News Letter editorial on Friday April 29 2022:

News Letter editorial
News Letter editorial

This week has seen two dramatically different assessments of the Northern Ireland Protocol.

Lord Frost, the former Brexit minister, said that the Irish Sea border had left the Belfast Agreement “hanging by a thread”.

Dr Andrew McCormick, a former civil servant, said that the responsibility for the protocol lies “fairly and squarely” with Boris Johnson and his ministers.

Dr McCormick was once a frontrunner to be head of the NI civil service. He was then a Brexit lead in the Stormont executive, and so he often attended ministerial meetings.

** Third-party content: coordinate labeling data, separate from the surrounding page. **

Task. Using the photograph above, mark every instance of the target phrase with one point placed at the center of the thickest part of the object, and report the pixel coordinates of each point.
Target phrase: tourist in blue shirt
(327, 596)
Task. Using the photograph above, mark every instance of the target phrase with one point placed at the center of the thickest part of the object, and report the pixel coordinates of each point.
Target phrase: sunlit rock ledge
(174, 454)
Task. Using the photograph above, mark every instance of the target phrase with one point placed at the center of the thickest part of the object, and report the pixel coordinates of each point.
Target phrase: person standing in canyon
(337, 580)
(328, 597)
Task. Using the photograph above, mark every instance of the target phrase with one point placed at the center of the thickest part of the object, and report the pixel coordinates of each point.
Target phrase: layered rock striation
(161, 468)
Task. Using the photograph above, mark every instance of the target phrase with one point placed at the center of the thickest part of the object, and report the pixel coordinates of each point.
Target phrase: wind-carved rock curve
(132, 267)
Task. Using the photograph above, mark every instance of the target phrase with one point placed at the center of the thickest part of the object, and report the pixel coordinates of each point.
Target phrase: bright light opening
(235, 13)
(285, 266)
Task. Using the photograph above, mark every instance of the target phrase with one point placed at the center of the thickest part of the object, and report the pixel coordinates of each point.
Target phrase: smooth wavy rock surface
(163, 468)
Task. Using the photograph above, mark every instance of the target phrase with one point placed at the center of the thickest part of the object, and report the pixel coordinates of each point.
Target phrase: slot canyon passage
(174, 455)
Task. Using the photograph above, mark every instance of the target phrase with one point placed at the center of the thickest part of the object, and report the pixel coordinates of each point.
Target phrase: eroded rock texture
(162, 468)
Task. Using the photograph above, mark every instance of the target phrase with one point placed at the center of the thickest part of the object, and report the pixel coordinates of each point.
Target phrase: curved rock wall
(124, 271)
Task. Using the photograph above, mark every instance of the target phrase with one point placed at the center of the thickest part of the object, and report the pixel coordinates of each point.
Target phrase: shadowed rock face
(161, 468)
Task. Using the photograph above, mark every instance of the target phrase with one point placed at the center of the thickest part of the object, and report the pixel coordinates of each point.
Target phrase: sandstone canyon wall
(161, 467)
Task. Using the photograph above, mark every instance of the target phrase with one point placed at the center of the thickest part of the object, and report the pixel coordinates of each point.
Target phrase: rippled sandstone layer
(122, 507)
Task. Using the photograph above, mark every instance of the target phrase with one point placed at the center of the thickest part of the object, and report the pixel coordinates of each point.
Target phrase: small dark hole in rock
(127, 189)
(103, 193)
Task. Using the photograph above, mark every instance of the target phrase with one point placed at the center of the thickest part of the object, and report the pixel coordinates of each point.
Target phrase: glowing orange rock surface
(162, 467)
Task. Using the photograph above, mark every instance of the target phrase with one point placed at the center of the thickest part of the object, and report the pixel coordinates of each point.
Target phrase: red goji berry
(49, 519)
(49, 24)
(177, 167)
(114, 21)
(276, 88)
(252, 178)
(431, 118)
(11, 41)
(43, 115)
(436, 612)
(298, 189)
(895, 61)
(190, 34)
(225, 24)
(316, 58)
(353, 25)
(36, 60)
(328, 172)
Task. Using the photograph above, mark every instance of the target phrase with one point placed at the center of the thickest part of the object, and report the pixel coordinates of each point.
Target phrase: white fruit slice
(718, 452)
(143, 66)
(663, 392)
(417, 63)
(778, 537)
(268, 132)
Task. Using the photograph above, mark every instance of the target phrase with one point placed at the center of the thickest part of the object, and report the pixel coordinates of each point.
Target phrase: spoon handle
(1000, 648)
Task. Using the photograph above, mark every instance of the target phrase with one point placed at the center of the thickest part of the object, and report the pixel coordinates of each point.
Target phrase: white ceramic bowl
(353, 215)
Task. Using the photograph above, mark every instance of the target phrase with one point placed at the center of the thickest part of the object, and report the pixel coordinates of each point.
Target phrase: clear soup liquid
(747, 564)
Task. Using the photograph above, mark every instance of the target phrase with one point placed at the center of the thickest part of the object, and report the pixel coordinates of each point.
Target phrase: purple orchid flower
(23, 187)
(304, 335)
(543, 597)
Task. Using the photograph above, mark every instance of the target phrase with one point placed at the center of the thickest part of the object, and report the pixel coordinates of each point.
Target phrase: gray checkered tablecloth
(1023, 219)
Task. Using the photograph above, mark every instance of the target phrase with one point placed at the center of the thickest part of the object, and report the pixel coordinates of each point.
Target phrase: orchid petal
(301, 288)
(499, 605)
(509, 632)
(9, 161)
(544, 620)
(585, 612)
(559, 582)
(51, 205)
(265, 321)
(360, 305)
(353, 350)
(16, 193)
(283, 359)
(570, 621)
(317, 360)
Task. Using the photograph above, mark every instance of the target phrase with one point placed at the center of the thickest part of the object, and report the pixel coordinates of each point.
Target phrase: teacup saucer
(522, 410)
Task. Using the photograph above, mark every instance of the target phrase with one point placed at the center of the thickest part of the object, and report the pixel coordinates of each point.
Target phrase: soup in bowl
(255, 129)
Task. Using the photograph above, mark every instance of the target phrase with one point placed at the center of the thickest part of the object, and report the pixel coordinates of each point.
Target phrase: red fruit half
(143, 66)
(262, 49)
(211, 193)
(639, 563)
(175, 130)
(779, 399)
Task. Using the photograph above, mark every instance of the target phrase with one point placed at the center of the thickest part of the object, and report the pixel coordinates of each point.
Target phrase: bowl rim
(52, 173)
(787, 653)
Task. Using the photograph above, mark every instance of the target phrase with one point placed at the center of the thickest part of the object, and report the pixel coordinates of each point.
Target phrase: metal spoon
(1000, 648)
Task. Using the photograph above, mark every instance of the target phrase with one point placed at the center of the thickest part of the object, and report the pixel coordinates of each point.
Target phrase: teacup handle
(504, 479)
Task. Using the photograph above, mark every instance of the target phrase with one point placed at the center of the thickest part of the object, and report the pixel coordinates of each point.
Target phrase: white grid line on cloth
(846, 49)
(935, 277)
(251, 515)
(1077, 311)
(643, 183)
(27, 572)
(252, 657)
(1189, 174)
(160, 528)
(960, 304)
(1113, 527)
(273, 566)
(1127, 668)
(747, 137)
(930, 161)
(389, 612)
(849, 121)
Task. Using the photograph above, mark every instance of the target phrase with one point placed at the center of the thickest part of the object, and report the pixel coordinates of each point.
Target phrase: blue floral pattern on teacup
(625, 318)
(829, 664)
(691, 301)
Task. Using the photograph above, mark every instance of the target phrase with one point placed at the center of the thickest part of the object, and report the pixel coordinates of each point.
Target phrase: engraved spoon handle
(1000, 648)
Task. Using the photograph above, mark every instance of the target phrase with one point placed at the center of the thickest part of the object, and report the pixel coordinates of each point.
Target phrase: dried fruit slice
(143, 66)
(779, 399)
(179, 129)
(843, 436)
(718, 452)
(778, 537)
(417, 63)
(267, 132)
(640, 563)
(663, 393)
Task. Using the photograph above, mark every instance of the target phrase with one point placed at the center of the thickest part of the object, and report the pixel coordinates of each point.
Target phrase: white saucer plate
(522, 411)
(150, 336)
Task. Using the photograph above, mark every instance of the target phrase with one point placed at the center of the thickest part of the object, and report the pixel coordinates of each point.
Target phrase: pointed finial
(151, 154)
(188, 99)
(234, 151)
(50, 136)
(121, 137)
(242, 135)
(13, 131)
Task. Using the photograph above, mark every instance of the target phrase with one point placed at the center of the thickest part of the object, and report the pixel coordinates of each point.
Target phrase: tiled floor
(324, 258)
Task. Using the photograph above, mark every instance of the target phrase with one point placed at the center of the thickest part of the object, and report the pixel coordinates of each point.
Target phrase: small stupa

In an article for The Constitution Society, he has written: “There is little credibility in any argument that the UK government either did not anticipate the implications of what it had agreed, or was constrained and unable to choose any other option.”

Lord Frost in his (very welcome) speech to the think tank Policy Exchange, however, specifically addressed the extent to which the UK government was constrained by the so-called ‘surrender’ Benn Act in 2019 when it agreed the protocol.

For Dr McCormick to assess the context in which the protocol was agreed is one thing. Many unionists fear that the government did indeed fully understand what it was agreeing. But for him to assess its merit is another. He does this when he says that no credible solution “that is better than the Protocol has been identified” in six years of thinking on the matter of the Irish land and sea borders.

His comments are telling because they seem to represent what you might describe as an unelected Northern Ireland ‘new establishment’ view. Who in the business representative groups spoke out against the disaster of barriers to what is by far that of NI’s most important trade, with Great Britain? Or in academia? How many commentators in the media?

And while government officials were neutral, there were a range of sectors in which senior employees of the state seemed to be quick to make public their predictions of problems or dangers of any change at all at the Irish land border.

There is speculation that the Queen’s Speech will include legislation to suspend the appalling protocol in absence of a negotiated deal. Let us hope that speculation is well founded.